Paper No. 12-7
Presentation Time: 9:50 AM
TESTING THE REGOLITH HYPOTHESIS: INVESTIGATING SUBSTRATE CHANGE THROUGH THE MID-PLEISTOCENE TRANSITION USING OSMIUM ISOTOPES
The Mid-Pleistocene Transition (MPT) occurred between 1250 and 650 ka and is expressed in the marine oxygen isotope record as a shift from 41-ky to 100-ky cyclicity in glacial-interglacial periodicity. The MPT occurred in the absence of changes to orbital forcing parameters, leaving the trigger of the MPT largely unexplained.
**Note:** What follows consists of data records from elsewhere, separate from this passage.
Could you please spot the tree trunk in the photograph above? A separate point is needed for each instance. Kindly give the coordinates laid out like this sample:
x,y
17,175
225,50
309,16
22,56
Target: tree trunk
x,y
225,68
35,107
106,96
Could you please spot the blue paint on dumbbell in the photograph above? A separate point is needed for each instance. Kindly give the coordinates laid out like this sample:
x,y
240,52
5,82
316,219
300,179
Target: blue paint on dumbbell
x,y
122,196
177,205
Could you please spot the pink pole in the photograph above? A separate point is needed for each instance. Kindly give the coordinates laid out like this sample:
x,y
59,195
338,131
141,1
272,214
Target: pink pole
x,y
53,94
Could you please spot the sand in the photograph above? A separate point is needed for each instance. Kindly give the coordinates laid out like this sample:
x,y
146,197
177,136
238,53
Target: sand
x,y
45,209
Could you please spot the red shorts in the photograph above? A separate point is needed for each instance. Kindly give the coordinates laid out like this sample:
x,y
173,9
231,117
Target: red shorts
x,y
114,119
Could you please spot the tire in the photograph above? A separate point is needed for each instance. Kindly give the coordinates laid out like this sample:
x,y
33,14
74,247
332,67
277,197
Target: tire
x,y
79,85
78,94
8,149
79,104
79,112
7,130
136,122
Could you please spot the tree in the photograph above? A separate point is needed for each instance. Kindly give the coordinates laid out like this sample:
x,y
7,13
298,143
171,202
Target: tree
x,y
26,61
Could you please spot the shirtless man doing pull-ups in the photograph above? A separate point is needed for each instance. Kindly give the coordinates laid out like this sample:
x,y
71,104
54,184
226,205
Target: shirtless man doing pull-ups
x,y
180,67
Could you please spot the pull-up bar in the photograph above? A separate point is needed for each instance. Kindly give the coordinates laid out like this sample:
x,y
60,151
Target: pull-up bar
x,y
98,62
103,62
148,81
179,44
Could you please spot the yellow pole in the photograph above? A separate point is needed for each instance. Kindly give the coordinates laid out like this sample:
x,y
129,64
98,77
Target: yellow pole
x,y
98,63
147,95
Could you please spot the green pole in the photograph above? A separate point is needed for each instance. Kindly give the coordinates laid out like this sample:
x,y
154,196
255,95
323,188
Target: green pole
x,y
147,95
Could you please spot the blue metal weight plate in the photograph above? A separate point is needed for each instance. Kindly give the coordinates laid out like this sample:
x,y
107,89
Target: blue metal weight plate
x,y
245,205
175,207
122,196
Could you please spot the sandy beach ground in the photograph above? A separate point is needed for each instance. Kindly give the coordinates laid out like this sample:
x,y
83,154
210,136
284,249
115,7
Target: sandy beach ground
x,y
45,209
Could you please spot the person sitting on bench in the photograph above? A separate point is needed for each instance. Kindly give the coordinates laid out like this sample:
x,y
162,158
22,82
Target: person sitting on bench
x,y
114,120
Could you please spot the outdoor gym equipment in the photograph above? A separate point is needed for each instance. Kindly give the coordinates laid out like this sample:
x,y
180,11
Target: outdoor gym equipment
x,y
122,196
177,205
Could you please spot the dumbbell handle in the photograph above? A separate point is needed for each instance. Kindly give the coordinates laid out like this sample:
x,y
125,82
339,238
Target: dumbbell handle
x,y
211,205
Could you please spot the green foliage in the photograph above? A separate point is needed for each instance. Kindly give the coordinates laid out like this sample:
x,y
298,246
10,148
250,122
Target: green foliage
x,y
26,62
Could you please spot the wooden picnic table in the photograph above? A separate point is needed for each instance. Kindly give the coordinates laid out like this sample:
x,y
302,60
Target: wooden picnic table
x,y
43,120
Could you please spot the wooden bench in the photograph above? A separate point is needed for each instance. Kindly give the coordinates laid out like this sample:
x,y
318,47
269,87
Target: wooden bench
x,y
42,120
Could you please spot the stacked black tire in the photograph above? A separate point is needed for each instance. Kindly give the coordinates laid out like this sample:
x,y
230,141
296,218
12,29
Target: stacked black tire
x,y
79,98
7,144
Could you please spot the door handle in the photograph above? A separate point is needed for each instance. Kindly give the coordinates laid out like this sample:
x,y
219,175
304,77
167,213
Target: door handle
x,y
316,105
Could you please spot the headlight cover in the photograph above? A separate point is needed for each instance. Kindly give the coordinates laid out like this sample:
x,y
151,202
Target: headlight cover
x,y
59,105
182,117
Proposed drivers of this transition include intensification of CO2 storage in the oceans, regolith removal from the North American continent resulting in slower, hard-based ice flowing over bedrock, increases in global ice volume by the buildup of the Laurentide Ice Sheet or a varying combination of internal and external shifts. While robust climate proxies shed light on the nature of the ocean-atmosphere system, few empirical records are able to directly record changes in ice sheet substrate. Here, we aim to elucidate the origin of changes in internal ice sheet dynamics through the osmium (Os) isotope system. This radiogenic isotope system is a powerful tool and well-suited to deconvolving fluctuations in continental weathering as Os has a short residence time in the oceans (~50 kyr) and is highly sensitive to variations in source (e.g., Precambrian crystalline bedrock vs. Mesozoic or Tertiary regolith). In order to assess changes in continental weathering provenance during glacial-interglacial cycles through the MPT we analyzed Os isotopes from deep sea sediment core retrieved from the North Atlantic. This data allows us to evaluate the degree to which sub-ice sheet physical processes influenced the MPT.